Témoignages (spécialité Systèmes numériques)

Alexis Celot, promotion 2017

Ingénieur Systèmes Embarqués chez WASAI TECHNOLOGY, New Tapei City, Taïwan

Alexis CelotQuel regard portes-tu sur ton parcours et ta formation reçue à l’Enssat ? Aujourd'hui, en quoi consiste ton métier ?
« Passionné par les techniques numériques depuis longtemps, c'est à la suite d'un BAC STI et de 2 ans en CPGE TSI que j'ai naturellement intégré l'Enssat, une école à taille humaine, où j'ai reçu un enseignement exigeant mais aussi adapté et très riche à travers la spécialité « Systèmes Numériques ». Par ailleurs, la vie associative de l'Enssat ainsi que la région bretonne ont su apporter le cadre adéquat pour s'épanouir à côté des cours.

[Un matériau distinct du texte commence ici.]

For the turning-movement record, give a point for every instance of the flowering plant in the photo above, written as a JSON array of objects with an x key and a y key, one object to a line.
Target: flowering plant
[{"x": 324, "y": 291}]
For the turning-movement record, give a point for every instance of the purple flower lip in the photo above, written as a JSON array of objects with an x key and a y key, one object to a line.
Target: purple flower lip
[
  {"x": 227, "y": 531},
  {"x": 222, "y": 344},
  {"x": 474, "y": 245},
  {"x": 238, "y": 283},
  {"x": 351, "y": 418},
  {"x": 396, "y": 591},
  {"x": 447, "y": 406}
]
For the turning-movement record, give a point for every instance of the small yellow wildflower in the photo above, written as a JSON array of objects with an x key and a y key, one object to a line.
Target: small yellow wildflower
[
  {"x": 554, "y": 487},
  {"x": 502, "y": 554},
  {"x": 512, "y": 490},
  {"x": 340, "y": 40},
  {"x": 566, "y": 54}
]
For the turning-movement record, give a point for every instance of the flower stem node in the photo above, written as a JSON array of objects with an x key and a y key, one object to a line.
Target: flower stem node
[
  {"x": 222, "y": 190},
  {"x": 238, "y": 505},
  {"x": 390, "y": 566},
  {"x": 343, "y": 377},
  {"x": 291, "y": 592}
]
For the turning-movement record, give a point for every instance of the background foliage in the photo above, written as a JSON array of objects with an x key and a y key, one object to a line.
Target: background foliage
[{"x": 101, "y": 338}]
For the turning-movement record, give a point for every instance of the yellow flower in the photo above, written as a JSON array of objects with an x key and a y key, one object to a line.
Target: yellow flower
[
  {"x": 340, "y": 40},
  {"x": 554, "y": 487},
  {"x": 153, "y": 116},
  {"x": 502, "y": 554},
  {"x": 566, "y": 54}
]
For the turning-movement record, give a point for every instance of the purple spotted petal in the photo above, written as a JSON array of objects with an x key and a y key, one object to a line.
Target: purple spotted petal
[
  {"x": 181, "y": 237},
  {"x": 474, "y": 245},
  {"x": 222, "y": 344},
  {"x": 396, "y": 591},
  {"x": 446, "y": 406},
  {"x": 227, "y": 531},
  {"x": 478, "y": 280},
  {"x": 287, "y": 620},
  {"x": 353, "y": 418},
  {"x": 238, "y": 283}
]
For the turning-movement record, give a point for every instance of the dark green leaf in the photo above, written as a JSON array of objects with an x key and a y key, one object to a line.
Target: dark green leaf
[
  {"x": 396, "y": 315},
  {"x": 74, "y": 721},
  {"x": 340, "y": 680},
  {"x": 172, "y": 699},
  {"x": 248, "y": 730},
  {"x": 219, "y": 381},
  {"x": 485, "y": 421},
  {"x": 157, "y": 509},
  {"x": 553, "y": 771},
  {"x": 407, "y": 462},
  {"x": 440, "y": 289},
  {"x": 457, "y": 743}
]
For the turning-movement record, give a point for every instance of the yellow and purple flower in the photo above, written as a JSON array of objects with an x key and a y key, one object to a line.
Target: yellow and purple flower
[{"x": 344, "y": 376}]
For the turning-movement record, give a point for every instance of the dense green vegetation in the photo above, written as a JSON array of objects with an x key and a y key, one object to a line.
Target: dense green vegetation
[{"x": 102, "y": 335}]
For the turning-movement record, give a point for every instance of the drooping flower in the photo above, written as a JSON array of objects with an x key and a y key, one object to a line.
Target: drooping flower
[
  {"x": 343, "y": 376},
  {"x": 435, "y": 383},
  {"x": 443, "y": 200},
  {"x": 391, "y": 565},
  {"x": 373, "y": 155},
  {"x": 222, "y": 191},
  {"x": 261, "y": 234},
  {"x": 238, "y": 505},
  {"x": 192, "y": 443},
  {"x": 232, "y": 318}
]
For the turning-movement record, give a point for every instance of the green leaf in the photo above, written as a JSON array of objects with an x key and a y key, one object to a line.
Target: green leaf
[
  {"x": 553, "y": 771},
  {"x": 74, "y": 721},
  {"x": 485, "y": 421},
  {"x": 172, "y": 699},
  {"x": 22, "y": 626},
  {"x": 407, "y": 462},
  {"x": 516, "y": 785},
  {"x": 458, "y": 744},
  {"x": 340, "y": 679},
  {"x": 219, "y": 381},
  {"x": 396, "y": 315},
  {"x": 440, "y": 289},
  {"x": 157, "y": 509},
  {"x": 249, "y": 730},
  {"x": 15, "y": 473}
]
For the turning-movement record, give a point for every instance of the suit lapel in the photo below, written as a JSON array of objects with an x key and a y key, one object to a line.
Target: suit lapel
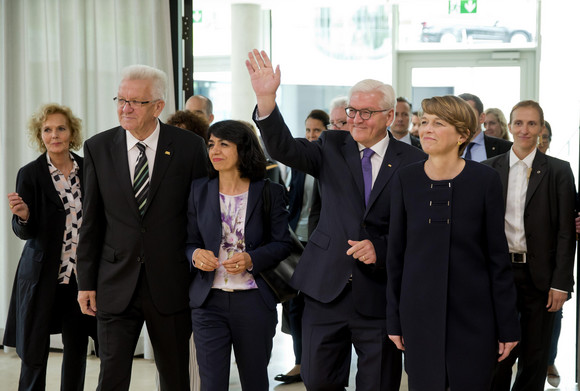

J'ai partagé mon quotidien avec Lannion au cours de mes deux premières années seulement après quoi j'ai construit mon projet d'études à l'international à Taïwan. Avec le soutien de l'équipe enseignante de l'Enssat, j'ai ainsi pu réaliser ce projet de stage (2 mois) suivi d'un semestre d'échange (5 mois) au sein de la NCTU et de la NTU deux universités réputées en Asie.
J'ai ainsi pu m'essayer à un nouvel environnement de travail. Ce fut une expérience très enrichissante sur le plan humain mais également sur le plan technique puisque j’ai pu me spécialiser dans le domaine de l'électronique embarquée.
Cette expérience m'a permis par la suite de décrocher un stage de fin d'étude (6 mois) au sein de SAFRAN Electronic & Defense pour développer des architectures hardware sur FPGA. Avant même la fin de mon stage j'avais déjà été contacté par plusieurs recruteurs en vue d'une embauche en CDI.
Seulement le goût de l'aventure me manquait et je souhaitais retourner en Asie pour parfaire mon mandarin. Après seulement deux mois de recherches, j'ai eu l'opportunité de signer un CDI au sein d'une start-up Taïwanaise en vue de développer sur FPGA une solution répondant aux problèmes du Big Data.
Je ne pouvais pas espérer une meilleure insertion professionnelle. Après seulement deux mois, j'ai été nommé chef du projet Big Data. Le travail intensif lié à la culture asiatique et  l'environnement start-up me permet d'élargir mes compétences en programmation mais également en gestion de projet et travail d'équipe. Aujourd'hui, mon profil attire  le regard de recruteurs à l'international, montrant ainsi que la formation suivit à l'ENSSAT répond aux besoins des entreprises présentes dans le monde entier. »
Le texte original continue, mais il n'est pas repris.